Yazılı Dönem Edebiyatı Özellikleri ve Eserleri

admin
0
Yazılı Dönem Edebiyatı Özellikleri ve Eserleri

Yazılı Dönem Edebiyatı Özellikleri ve Eserleri

     Yazıya ilk aktarılan eserlerin bulunduğu dönemdir. Türkçe yazılı belgeler 6. yüzyıldan kalan Yenisey ve 8. yüzyıldan kalan Orhun Yazıtlarıdır (Köktürk Kitabeleri). Orhun Yazıtları, Türklerin edebî değer taşıyan ilk yazılı metinleridir. Yazıtlarda kullanılan dil. Bütün dış etkilerden uzak, saf Türkçedir. Uygur yazıtları da bu dönemin eserlerindendir. Bu dönemde Türkler kendi alfabelerini (Göktürk, Uygur) kullanmışlardır.

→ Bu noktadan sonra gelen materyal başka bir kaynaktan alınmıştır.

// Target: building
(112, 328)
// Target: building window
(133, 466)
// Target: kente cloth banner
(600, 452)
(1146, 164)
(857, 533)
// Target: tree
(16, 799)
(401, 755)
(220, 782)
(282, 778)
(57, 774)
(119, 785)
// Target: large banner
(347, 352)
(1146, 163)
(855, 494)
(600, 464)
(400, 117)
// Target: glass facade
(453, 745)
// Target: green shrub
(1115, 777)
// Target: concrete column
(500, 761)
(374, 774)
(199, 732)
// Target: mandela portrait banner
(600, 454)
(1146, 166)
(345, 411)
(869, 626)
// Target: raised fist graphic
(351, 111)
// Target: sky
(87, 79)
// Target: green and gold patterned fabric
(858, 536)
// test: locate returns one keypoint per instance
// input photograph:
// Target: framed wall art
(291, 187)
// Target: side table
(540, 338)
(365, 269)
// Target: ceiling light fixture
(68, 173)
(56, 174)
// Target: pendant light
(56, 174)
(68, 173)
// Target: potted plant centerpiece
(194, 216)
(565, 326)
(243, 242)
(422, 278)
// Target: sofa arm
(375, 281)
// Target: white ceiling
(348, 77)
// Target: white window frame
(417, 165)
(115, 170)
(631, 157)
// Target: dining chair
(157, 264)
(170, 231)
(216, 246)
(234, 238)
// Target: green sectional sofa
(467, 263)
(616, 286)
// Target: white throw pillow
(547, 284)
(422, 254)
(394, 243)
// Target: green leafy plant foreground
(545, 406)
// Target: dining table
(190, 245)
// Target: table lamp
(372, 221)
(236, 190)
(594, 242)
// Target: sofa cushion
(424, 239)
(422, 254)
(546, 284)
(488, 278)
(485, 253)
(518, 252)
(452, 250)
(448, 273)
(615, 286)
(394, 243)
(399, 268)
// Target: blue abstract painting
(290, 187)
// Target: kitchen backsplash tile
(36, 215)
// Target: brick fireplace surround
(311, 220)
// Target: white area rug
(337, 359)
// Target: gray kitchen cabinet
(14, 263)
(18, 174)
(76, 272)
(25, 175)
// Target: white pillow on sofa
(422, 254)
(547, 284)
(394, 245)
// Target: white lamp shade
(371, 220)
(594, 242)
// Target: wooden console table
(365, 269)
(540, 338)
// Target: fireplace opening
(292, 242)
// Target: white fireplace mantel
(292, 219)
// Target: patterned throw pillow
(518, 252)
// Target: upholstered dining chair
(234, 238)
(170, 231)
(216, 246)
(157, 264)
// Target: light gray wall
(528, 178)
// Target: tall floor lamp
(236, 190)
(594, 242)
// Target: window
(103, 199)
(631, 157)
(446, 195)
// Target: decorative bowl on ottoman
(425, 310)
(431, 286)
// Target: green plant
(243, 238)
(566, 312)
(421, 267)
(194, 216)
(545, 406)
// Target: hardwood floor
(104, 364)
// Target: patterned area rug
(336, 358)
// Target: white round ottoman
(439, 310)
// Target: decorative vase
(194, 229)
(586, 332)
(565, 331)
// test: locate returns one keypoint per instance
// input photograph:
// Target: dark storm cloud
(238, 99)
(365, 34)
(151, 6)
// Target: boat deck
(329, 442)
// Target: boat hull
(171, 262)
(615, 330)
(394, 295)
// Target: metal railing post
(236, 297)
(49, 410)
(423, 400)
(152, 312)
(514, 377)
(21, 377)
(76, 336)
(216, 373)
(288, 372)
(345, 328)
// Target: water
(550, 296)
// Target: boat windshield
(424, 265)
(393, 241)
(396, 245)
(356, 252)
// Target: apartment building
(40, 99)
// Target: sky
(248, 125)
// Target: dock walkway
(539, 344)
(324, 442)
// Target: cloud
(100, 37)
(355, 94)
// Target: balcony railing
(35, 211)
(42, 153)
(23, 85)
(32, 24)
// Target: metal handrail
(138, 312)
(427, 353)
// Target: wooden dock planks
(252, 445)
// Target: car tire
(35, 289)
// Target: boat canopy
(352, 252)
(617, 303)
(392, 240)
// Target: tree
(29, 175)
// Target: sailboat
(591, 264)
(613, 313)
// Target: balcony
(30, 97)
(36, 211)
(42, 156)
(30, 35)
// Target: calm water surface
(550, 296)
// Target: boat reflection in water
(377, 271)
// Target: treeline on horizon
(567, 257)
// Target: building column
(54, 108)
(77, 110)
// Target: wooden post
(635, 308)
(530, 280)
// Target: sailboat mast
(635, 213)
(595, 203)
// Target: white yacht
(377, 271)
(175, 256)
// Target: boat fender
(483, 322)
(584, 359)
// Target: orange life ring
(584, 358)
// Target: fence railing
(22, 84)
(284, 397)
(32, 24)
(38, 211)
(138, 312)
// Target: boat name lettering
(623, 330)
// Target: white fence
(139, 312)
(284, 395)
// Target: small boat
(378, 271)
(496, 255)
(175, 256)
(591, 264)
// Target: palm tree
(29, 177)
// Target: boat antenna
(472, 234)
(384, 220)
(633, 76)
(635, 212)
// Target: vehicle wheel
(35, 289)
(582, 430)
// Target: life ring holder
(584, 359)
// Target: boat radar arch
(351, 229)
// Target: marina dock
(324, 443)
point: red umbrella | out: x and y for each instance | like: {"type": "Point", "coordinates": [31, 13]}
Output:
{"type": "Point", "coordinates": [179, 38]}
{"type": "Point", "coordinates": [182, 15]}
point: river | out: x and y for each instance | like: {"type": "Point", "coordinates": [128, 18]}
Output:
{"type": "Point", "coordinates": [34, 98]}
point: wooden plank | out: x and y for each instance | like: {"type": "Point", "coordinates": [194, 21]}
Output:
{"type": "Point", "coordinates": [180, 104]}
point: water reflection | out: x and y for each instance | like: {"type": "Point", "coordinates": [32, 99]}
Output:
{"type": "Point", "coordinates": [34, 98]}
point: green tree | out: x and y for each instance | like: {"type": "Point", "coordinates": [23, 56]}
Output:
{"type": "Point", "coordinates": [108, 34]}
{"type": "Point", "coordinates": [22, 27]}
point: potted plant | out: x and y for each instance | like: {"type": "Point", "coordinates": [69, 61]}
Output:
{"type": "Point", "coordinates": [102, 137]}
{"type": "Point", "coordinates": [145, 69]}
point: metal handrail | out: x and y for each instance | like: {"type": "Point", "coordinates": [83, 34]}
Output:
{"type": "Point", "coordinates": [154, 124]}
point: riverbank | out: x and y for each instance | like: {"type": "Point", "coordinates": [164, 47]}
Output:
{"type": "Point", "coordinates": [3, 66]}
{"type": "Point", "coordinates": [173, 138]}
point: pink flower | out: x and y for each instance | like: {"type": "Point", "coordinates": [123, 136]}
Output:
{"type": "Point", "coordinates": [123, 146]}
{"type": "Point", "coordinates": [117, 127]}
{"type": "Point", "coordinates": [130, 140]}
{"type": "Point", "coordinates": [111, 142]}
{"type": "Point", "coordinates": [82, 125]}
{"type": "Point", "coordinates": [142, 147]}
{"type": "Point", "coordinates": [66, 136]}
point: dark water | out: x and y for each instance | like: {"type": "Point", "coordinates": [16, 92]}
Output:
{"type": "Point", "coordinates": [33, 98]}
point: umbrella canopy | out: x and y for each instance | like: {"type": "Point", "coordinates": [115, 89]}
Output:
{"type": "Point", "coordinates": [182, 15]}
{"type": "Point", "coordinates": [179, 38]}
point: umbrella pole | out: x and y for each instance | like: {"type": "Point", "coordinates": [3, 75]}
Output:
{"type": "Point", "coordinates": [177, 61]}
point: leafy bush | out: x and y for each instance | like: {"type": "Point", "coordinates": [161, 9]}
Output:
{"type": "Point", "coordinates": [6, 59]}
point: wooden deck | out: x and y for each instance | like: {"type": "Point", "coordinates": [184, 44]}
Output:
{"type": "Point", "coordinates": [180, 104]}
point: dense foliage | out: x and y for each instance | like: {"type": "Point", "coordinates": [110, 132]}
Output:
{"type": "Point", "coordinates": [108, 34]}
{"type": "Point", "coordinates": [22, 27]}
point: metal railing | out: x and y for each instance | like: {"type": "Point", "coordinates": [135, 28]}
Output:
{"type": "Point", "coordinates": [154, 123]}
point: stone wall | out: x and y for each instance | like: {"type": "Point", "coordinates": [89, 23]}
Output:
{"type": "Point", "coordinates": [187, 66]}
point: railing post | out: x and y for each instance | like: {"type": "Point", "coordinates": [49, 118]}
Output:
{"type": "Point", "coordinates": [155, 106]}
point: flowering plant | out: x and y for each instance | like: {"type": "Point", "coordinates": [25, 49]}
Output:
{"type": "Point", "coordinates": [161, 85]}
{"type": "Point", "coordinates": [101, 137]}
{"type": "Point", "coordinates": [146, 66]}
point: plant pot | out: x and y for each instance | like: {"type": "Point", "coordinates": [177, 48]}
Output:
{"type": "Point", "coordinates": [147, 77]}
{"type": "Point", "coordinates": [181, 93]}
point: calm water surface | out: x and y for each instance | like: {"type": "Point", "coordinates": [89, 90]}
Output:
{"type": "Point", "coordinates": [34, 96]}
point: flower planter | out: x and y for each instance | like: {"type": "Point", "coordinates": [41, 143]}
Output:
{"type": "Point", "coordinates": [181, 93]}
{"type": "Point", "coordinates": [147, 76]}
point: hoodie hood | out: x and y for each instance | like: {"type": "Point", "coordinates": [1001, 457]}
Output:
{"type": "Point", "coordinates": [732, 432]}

        Yazılı dönemin genel özellikleri şunlardır:

  • Türklerin yazıyı kullanmasıyla başlar.
  • Yazılı dönem eserlerinde edebi bir dil kullanılmıştır.
  • Yazılı eserlerde döneme özgü özellikler görülür.
  • MS 8. yüzyılda yazılan Göktürk Yazıtları (Göktürk Kitabeleri, Orhun Abideleri/Anıtları) ile Uygur metinleri Türk edebiyatının ilk yazılı ürünleri kabul edilmektedir.
  • 8. yüzyıldan önce yazıldığı bilinen Yenisey Yazıtları’nda gelişmiş bir Türkçe kullanılmadığı için bu yazıtlar ilk yazılı, örnek olarak değerlendirilmez.
  • Arkeolojik kazılarda deriler üzerine yazılmış olarak bulunan dini Uygur metinleri de ilk yazılı edebiyat örneklerimizdendir.
  • Göktürklerde, Göktanrı inancı vardır. Göktanrı inancı Göktürk Yazıtları’na da yansımıştır. Göktürkler milli bir alfabe olan Göktürk alfabesini kullanmışlardır.
  • Uygurlar Budizm ve Maniheizm inancının yansıdığı metinler yazmışlardır. Uygur alfabesini kullanmışlardır.
  • Bu dönemde hem dini hem din dışı konular işlenmiştir.
  • Türkler tarih boyunca geniş coğrafyalara yayılıp birçok kültürle etkileşime girdikleri için Göktürk, Uygur, Mani, Brahmi, Arap ve Latin alfabeleri gibi birçok alfabe kullanmışlardır.
  • Türklerin kullandığı ilk alfabe, milli nitelikler taşıyan Göktürk alfabesidir (38 harften oluşur, soldan sağa ve yukarıdan aşağıya yazılır.)
  • Göktürk alfabesinden sonra Uygur alfabesi kullanılmıştır. (14 harflidir, sağdan sola doğru yazılır)
  • Uygur alfabesinin ardından İslamiyet’ten sonra Arap alfabesi kullanılmıştır. Arap alfabesinden sonra ise Latin alfabesine dayalı yeni Türk alfabesi kullanılmıştır.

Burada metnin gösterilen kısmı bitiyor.